While you weren't looking, President Obama solidified his, and by extension, the Democratic Party's future.
President Obama is riding a huge surge in popularity in public opinion surveys among Hispanics, who are overwhelmingly excited about his second-term efforts to pass immigration reform.
Obama’s approval rating stands at 73 percent among Hispanics, a 25-point swing from his low of 48 percent in late 2011.
Some argue that immigration reform is a "bipartisan" issue. It's only "bipartisan" in the sense that Republicans have little choice. No one should succumb to the illusion that the lily-white GOP leadership actually cares about the well-being of this country's burgeoning Latino and Hispanic population. As a
"prominent Republican pollster" puts it:
"The politics of anecdote is that illegal immigrants are only taking jobs, selling drugs, and joining gangs. That’s clearly not the case, and we cannot pretend that it is.”
There's so much in that quote. The "politics of anecdote?" Is that really anything less than a euphemism for good old-fashioned racism?
Beaners, Greaseballs and Wetbacks. Slackers. Baby machines. Dope dealers. And as much as the GOP would like to, they just "can't pretend" any more that those stereotypes are accurate? Mr Bolger never stops to consider why his constituents would want to "pretend" otherwise in the first place.
Chris Cillizza gets it right:
The Republican political establishment sees immigration reform as a political necessity. Much of the party’s base sees it as the end of the rule of law.
And therein lies the problem for a party trying to pick itself up off the mat following an across-the-board defeat in 2012.
The "politics of anecdote," indeed. Here's some anecdotal data to chew on:
In a Washington Post-ABC poll conducted earlier this month, in fact, a majority of self-identified Republicans said they opposed a path to citizenship — the key plank of a comprehensive immigration reform measure. That was a marked contrast to the majority support for a path to citizenship among Democrats and independents.
Mississippi governor and GOP paladin Haley Barbour has a nephew named Henry who miraculously inherited his uncle's political genius along with a top position in the RNC. Henry thinks Republicans can solve that problem with Latinos and Hispanics by "talking differently" to them:
that the key to solving the party’s problems with Latinos is less about specific policies than about changing how the GOP talks to the Hispanic community. ”Our issue with Hispanic voters is as much about tone and attitude as it is about immigration reform,” Barbour explains
.
The problem is that the loudest anti-immigrant voices in the GOP are the same folks that vote in Republican primaries. That's who is doing the "talking' for the GOP.
And that's why the Republicans can't win on immigration.
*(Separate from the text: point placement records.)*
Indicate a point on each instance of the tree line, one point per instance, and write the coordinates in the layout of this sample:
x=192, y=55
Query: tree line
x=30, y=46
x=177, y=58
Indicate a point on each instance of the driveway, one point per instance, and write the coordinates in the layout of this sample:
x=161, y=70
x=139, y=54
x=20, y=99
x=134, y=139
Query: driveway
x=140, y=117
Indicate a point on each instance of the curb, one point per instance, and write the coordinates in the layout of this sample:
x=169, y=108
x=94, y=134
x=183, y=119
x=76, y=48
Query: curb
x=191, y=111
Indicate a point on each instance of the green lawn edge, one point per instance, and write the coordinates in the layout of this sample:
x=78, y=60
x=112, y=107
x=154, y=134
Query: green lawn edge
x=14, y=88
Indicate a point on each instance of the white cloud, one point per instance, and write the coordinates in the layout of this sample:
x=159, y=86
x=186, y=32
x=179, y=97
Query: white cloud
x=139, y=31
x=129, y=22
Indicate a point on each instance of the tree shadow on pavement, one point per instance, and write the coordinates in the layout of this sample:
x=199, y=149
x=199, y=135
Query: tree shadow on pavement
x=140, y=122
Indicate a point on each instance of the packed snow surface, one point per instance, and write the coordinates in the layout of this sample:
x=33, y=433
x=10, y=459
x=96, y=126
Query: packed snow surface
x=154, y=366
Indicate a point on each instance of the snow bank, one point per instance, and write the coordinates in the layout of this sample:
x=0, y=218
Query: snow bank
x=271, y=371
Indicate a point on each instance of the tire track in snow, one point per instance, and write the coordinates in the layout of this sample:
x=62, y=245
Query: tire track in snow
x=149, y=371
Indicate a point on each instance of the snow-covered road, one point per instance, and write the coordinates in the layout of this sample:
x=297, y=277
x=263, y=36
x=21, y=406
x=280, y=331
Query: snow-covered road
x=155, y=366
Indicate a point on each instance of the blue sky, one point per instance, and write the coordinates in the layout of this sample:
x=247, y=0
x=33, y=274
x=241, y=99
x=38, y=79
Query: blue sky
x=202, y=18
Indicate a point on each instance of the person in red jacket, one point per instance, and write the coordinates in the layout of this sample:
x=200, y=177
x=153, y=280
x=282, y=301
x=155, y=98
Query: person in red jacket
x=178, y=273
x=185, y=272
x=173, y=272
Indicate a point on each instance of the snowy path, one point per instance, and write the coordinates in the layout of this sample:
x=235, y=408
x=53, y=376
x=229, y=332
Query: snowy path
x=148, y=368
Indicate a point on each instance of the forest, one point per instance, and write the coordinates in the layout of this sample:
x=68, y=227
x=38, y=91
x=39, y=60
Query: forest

The only question is how badly they choose to lose:
It seems unlikely, then, that a GOP embrace of comprehensive immigration reform will be enough. Given the huge Democratic lean of Latino voters and their general enthusiasm for Obama’s agenda, the most likely political outcome of a comprehensive bill is higher approval for Obama, and a stronger bond between Latinos and the Democratic Party. At most, Republicans might stem the bleeding with Hispanics.
Even the GOP's "Savior" doesn't seem to be making an impact:
Led by senators like John McCain (R-AZ) and Marco Rubio (R-FL), Republicans are now trying to craft a bipartisan immigration deal that they hope will boost their standing with the community. But they’re starting from an exceptionally weak position: Hispanic respondents told Pew they favor Obama’s approach to immigration over the GOP’s by a whopping 73-15 margin.
That's Five to One. One in Five. No one in the GOP gets out alive.